What's intriguing is that The Mist actually works as its own novel, perhaps more easily now than at any other point in King's career. In 1980, when the novella was first published in the Dark Forces anthology, King was all about resolution. Books like The Dead Zone, Firestarter, and Cujo all had definite, concrete endings. Even the original publication of The Stand, which ends with the enigmatic, "I don't know," had had a satisfying climax and resolution (or two. Or three.) But The Mist? The Mist doesn't end.
It's interesting to contrast the legacy of The Mist and the reaction to King's more recent open-ended books. Where Lisey's Story and Dreamcatcher focused on motifs common in King's earliest work - psychic phenomena, children under threat from monsters - The Mist actually is an earlier work, anticipating (and now echoing) themes and narrative devices in King's more recent fiction. (This is reminiscent of Blaze, a "trunk" novel written concurrently with 'Salem's Lot yet published only recently, and sharing the same narrative structure as King's newest book, Lisey's Story.) While The Mist has long been a fan favorite, the reactions to books like From a Buick 8, The Colorado Kid, and Cell have been mixed, often angry, the main argument that King "didn't know how to end it, so he just stopped and left everyone hanging." There's a bit of disparity in that. Though King effectively concluded his exploration into open endings with Cell, this re-publication of The Mist (commercial concerns aside) seems an interesting coda.

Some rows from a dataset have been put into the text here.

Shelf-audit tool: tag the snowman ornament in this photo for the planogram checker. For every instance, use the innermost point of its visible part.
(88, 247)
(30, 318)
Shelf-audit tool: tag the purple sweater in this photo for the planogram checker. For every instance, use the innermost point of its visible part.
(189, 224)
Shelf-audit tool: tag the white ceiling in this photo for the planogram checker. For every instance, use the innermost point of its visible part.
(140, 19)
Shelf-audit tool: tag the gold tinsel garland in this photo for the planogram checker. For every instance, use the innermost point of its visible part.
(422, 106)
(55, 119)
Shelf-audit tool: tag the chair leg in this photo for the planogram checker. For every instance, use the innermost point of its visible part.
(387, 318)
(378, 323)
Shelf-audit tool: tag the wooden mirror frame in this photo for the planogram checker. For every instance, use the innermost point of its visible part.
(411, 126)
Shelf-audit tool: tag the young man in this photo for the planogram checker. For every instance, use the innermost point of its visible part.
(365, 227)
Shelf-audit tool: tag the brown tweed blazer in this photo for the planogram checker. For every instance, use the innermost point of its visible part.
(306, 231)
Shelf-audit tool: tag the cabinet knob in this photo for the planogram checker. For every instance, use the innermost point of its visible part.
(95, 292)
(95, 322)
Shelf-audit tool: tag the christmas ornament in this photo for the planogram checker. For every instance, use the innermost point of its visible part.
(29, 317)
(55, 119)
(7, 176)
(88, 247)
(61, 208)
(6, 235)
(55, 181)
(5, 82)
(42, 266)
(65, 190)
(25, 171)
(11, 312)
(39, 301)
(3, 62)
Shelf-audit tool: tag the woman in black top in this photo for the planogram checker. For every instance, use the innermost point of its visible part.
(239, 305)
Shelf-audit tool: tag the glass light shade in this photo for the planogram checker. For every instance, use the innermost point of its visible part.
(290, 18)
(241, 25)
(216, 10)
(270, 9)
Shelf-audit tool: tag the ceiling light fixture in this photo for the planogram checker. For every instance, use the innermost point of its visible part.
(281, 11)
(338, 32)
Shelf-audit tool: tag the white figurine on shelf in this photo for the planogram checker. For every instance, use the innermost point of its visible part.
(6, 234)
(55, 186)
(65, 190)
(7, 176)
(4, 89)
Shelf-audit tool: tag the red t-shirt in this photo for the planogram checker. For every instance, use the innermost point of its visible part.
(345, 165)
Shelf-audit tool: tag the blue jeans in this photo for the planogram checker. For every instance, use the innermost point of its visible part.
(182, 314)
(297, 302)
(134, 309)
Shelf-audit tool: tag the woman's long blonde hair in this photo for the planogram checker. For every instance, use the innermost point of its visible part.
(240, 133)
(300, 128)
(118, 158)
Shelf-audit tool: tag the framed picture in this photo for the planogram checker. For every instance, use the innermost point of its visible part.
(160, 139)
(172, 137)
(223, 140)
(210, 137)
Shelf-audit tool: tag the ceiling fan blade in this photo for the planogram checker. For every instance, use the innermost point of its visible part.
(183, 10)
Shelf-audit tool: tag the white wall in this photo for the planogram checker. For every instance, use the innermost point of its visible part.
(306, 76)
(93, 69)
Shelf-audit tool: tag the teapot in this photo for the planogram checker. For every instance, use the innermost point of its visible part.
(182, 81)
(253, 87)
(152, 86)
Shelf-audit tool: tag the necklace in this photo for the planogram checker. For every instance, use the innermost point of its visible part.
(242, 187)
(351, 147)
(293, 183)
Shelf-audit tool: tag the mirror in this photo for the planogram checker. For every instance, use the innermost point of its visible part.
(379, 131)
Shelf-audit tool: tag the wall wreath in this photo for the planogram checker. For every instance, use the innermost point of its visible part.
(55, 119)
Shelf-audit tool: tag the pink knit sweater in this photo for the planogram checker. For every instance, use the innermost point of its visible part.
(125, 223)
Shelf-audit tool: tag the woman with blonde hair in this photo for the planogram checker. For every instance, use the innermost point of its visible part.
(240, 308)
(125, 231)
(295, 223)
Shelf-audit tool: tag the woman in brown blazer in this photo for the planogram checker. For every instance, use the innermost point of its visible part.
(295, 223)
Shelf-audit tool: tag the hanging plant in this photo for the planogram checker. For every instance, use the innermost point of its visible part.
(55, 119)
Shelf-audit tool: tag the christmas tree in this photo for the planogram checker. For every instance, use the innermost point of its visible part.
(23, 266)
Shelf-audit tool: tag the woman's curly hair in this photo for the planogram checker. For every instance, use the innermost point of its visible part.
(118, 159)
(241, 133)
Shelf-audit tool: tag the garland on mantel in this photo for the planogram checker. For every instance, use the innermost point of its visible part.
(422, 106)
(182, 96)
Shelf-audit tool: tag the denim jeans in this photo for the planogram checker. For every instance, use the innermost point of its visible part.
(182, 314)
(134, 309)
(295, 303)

How's the story? As scary as you remember, if not more. Reading it as a self-encompassing work like this forces the reader to pay attention to little details more - David Drayton's relationship with his son, for instance, and how he notices near the end that he's sleeping too much. It's a very human observation in a story that's very much about monsters. (The book's interest in Lovecraftian creatures and imagery again fits in with King's recent work, recalling the horrors of From a Buick 8, and a tertiary character in Cell - a woman screaming religious dogma in the streets, threatening Alice - brings to mind Mother Carmody.) David's determination to head home, no matter what the cost is understandable and palpably felt, yet he returns only to find out that the road is impassible. One of the few things keeping him going throughout the entire book is the hope that he might see his wife again. To have that hope yanked away by something as pragmatic as a tree in the road is indicative of The Mist's human perspective in the face of unreal horrors.
The book's narrative momentum leaves little room for complexity or depth, but those are not primary concerns in a work of this size and intent. Here we have a single situation and a few basic characters. The characters are allowed to grow and change, but only so much in the scant 240 pages allotted. What we have is a relentless, propulsive read with believable (if slightly superficial) characters doing the best that they can in an impossible situation. Interestingly, The Mist ends with the same word as ended "Rita Hayworth and Shawshank Redemption," something likely not overlooked when Frank Darabont chose to direct it. The Mist as its own book is a marketing gimmick, certainly, but its themes and structure place it convincingly in this stretch of King's long career, underscoring just how enduring a work it is.